アサーションとは、単なるコミュニケーションのスキルではなく、それぞれの人が自分を表現する権利を持つ、という人権や権利を尊重するという考え方が根本にあります。誰かが黙らされる、権力を持つ人が一方的に自分の意見を言う、というような力や発言の不均衡をなくし、考え方が違う人たちが、自分も相手も尊重しつつ対等な関係を築くという理念は、対話の理念とも共通しています。

 

アサーティブな自己表現

 

アサーションでは、人の自己表現のパターンを3つに分けて考えます。1つは、相手の気持ちを無視して相手に自分の考えを押し付けたり、一方的に非難するなどの自己表現で、これを「攻撃的(アグレッシブ)な自己表現」と呼びます。このタイプの自己表現では、自分の考えや主張を伝えることを重視しているものの、それを聞く側の相手への配慮が疎かになっている、相手を大切にできていないと考えられます。それに対し、相手の気持ちや立場を考えるあまりに、自分の言いたいことが言えないという場合を「非主張的(ノンアサーティブ)な自己表現」と言い、この場合は相手には配慮できていますが、自分の気持ちや考えを表現しそこなっており、自分のことは大切にできていません。

 

この2つの対照的なコミュニケーションは、どちらも自分と他人を大切にすることのバランスが、片方に傾きすぎている例です。一方、「アサーティブな自己表現」では、このどちらでもなく、相手の気持ちや受け取り方にも配慮しつつ、自分の考えや気持ちを正直に、かつ、その場にあったやり方で表現すること、「相手も自分も大切にした自己表現」を目指します。

ナースのコミュニケーションに着目してみると、職業上、受容的・共感的でであることが求められているため、患者の言うことを受け入れなければならないと考え、「非主張的」になりがちだと言われています。また、共感的な良いナースであろうとするために、患者の言動にネガティブな感情を持つことを良くないと感じ、そもそも自分のそうした感情に向き合えないこともあるかもしれません。

 

医師との関係でも、さまざまな理由で上下・権力関係が生じてしまい、ナースが非主張的になることも多くあると思われます。ただし、非主張的であるということは、自分の思いを押し殺し我慢をしているため、他のところでそれが爆発することがあることには注意が必要です。

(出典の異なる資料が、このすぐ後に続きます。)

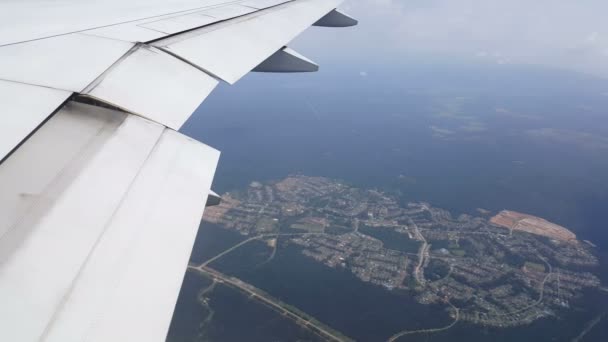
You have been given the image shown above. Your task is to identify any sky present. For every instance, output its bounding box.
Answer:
[294,0,608,77]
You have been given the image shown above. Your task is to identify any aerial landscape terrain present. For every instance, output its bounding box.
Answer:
[176,175,602,340]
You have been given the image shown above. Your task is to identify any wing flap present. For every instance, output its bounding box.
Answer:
[0,103,219,341]
[83,45,219,130]
[0,34,133,92]
[153,0,341,84]
[0,80,72,161]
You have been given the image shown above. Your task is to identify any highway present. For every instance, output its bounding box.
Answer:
[188,264,350,342]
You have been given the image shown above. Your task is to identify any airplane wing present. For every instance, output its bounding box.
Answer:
[0,0,356,342]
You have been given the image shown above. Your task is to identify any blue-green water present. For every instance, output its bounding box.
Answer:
[169,64,608,341]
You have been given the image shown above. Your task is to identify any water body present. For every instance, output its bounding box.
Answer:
[172,64,608,341]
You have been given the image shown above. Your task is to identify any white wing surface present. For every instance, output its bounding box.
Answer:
[0,0,356,342]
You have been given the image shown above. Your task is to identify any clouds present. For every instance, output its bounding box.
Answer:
[298,0,608,76]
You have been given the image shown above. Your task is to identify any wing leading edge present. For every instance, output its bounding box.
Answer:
[0,0,356,342]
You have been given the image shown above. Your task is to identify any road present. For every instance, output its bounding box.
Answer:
[409,219,431,286]
[387,300,460,342]
[188,266,348,341]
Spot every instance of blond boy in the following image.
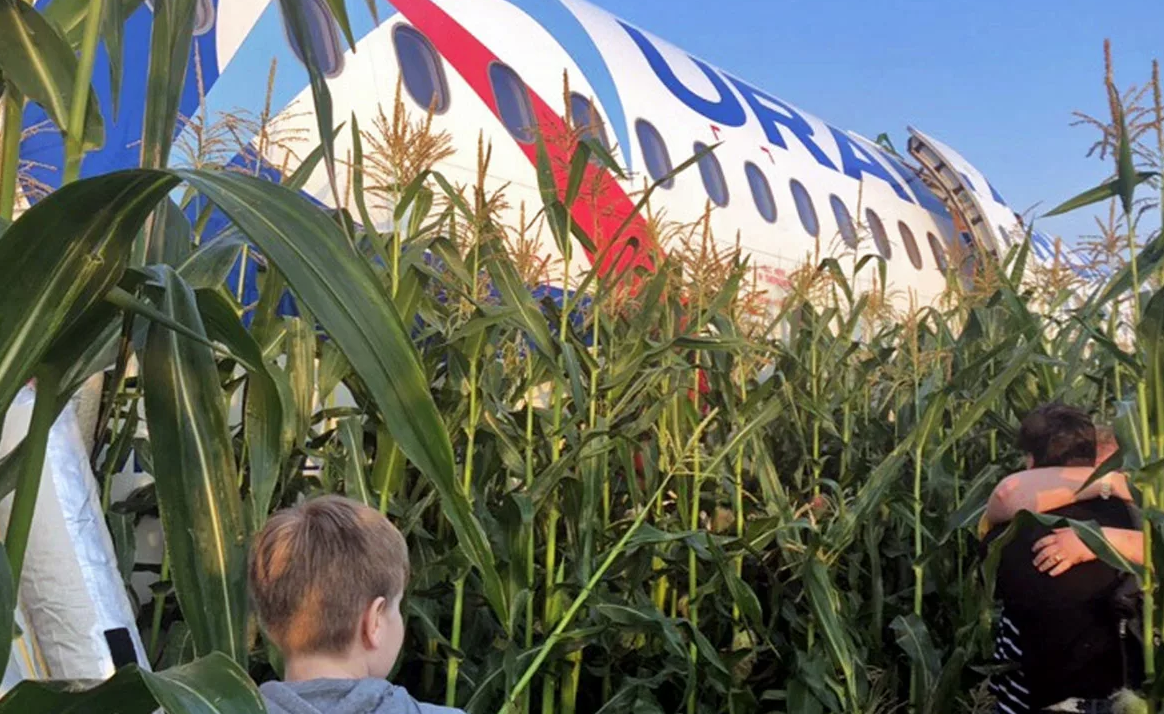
[249,496,459,714]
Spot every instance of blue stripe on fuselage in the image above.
[20,0,219,188]
[509,0,632,168]
[186,0,397,160]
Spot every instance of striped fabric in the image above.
[989,610,1030,714]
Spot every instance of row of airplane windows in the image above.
[392,24,945,271]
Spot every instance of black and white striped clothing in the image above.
[989,612,1030,714]
[982,500,1138,714]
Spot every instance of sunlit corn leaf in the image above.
[0,652,267,714]
[141,266,248,663]
[0,1,105,149]
[0,171,177,426]
[179,166,508,620]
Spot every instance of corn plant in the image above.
[0,0,1164,714]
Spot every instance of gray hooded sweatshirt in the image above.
[258,679,464,714]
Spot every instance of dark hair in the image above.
[1019,403,1095,467]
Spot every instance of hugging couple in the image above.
[979,404,1144,714]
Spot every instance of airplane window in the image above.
[570,92,610,151]
[999,225,1015,246]
[282,0,343,78]
[865,208,893,260]
[925,233,946,273]
[634,119,675,189]
[897,220,922,270]
[829,195,857,248]
[788,178,821,236]
[392,24,448,114]
[695,141,729,206]
[489,62,537,143]
[744,161,776,224]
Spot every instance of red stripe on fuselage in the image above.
[391,0,654,275]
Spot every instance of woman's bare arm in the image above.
[1032,528,1144,578]
[986,466,1131,525]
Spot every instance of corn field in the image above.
[0,0,1164,714]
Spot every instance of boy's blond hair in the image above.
[248,496,409,655]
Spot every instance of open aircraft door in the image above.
[908,127,1015,269]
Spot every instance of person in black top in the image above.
[982,404,1142,714]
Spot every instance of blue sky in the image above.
[591,0,1164,241]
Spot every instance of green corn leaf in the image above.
[197,289,286,531]
[179,171,508,621]
[1080,228,1164,305]
[340,417,376,508]
[802,556,858,704]
[0,171,177,426]
[1043,171,1157,218]
[889,613,942,692]
[352,112,391,264]
[923,648,968,714]
[283,317,315,447]
[178,234,244,289]
[141,0,198,168]
[563,141,590,207]
[0,652,267,714]
[0,543,16,675]
[44,0,142,116]
[1136,289,1164,437]
[283,122,343,191]
[480,240,558,359]
[141,267,248,663]
[146,198,193,267]
[0,0,105,149]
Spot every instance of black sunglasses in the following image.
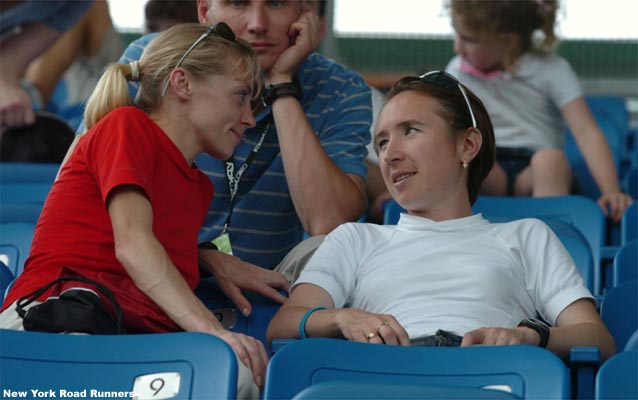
[162,22,237,97]
[398,71,477,128]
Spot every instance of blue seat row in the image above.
[384,195,638,295]
[0,330,638,400]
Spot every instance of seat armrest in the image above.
[569,346,600,399]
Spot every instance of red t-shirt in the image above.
[3,107,213,333]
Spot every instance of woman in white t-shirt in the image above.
[267,71,615,358]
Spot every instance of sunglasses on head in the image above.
[399,71,477,128]
[162,22,237,97]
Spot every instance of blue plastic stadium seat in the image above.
[624,329,638,351]
[614,239,638,286]
[264,338,570,400]
[600,281,638,350]
[0,182,53,206]
[620,201,638,244]
[621,167,638,200]
[0,223,34,278]
[472,195,606,295]
[565,95,631,199]
[195,278,281,348]
[0,330,237,399]
[293,381,520,400]
[595,350,638,400]
[0,260,15,304]
[384,196,605,294]
[0,162,60,184]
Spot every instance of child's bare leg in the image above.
[517,149,572,197]
[481,163,507,196]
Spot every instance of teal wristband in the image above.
[299,306,326,339]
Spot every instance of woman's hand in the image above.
[199,250,290,316]
[598,192,634,223]
[218,331,268,390]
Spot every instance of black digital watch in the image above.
[518,318,549,347]
[261,78,302,107]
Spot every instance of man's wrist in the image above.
[197,241,219,251]
[261,79,302,107]
[518,318,549,347]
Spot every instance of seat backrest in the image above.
[564,116,628,199]
[0,182,53,205]
[0,260,15,304]
[293,381,520,400]
[0,330,237,399]
[594,350,638,400]
[0,201,43,226]
[621,167,638,199]
[195,279,285,348]
[383,196,605,294]
[620,201,638,244]
[625,329,638,351]
[614,239,638,286]
[0,222,34,278]
[0,162,60,184]
[264,338,569,400]
[472,195,606,294]
[600,281,638,349]
[585,95,629,145]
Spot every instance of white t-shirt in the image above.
[293,214,592,338]
[446,52,583,150]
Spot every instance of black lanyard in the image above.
[222,121,270,234]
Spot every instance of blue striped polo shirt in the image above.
[120,34,372,269]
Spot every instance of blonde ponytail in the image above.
[84,63,141,130]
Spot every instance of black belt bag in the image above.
[16,276,126,335]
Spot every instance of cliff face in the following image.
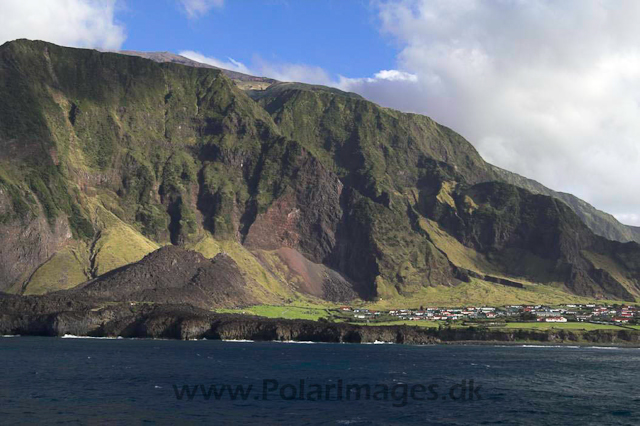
[0,40,640,307]
[0,295,640,346]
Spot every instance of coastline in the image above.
[0,303,640,347]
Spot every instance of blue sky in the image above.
[116,0,399,77]
[0,0,640,226]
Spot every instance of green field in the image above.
[351,320,444,328]
[215,305,331,321]
[506,322,624,331]
[365,278,605,310]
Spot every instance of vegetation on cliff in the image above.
[0,40,640,307]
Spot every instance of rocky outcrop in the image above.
[0,296,640,346]
[70,246,258,309]
[0,40,640,307]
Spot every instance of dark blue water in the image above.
[0,337,640,425]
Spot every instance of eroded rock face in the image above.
[0,40,640,306]
[244,151,343,263]
[72,246,258,308]
[0,216,72,291]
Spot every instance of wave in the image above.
[60,334,123,340]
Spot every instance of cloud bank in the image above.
[0,0,126,49]
[178,0,224,19]
[340,0,640,225]
[179,50,340,86]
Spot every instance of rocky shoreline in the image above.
[0,298,640,347]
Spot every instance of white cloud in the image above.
[340,0,640,223]
[0,0,126,49]
[179,50,251,74]
[178,0,224,18]
[179,50,339,86]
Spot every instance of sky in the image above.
[0,0,640,226]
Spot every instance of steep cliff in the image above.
[0,40,640,307]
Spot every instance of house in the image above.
[613,317,629,324]
[544,317,567,322]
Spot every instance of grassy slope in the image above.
[0,43,636,307]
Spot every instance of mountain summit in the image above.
[0,40,640,306]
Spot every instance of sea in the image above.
[0,336,640,425]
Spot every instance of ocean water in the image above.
[0,337,640,425]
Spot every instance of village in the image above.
[339,304,640,325]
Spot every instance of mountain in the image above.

患者や医師の言うことを受け入れなければと我慢をしすぎて、突然相手に対して攻撃的になる、医師には従っているけれども、後輩・部下のナースには強い口調になってしまう、ということに身に覚えがある方もいらっしゃるかもしれません。

 

アサーティブな表現のために大事なこと

 

さまざまな力関係や立場の違いがある状況で、ナースが相手も自分も大事にした、アサーティブなコミュニケーションをするためには、どういったことに気をつければよいでしょうか。

 

① 自分の気持ちに気づき、一時的にわきおこる感情に振り回されないようにする

 

「相手に自分の気持ちを伝える」と言いますが、その前に、自分が何を感じ、どんな気持ちでいるのかに目を向けることが重要です。日常のコミュニケーションでは、自分の感じていることをじっくり見つめたり、どのように表現するのが適切かを考える前に、言葉が先に出てしまっていることも多いです。

 

言葉が先に出てしまうことの典型的な例として、攻撃的な表現につながりがちな「怒り」の感情が挙げられます。しかし、怒りの感情は、悲しみ、心配や不安、無力感などが根本にあるために生じる「二次感情」であると言われます。例えば、服薬の指示や食事制限を守らない患者さんに対して、ナースが思わず「どうして指示を守れないんですか! そんなことをしていると病気がもっと悪化しますよ!」と強く言ってしまった場合を考えてみましょう。このナースの怒りや苛立ちの根本には、患者さんの体や病気のことへの心配や、相手のために一生懸命看護計画を立てたことが無駄になってしまったという徒労感などがあるかもしれません。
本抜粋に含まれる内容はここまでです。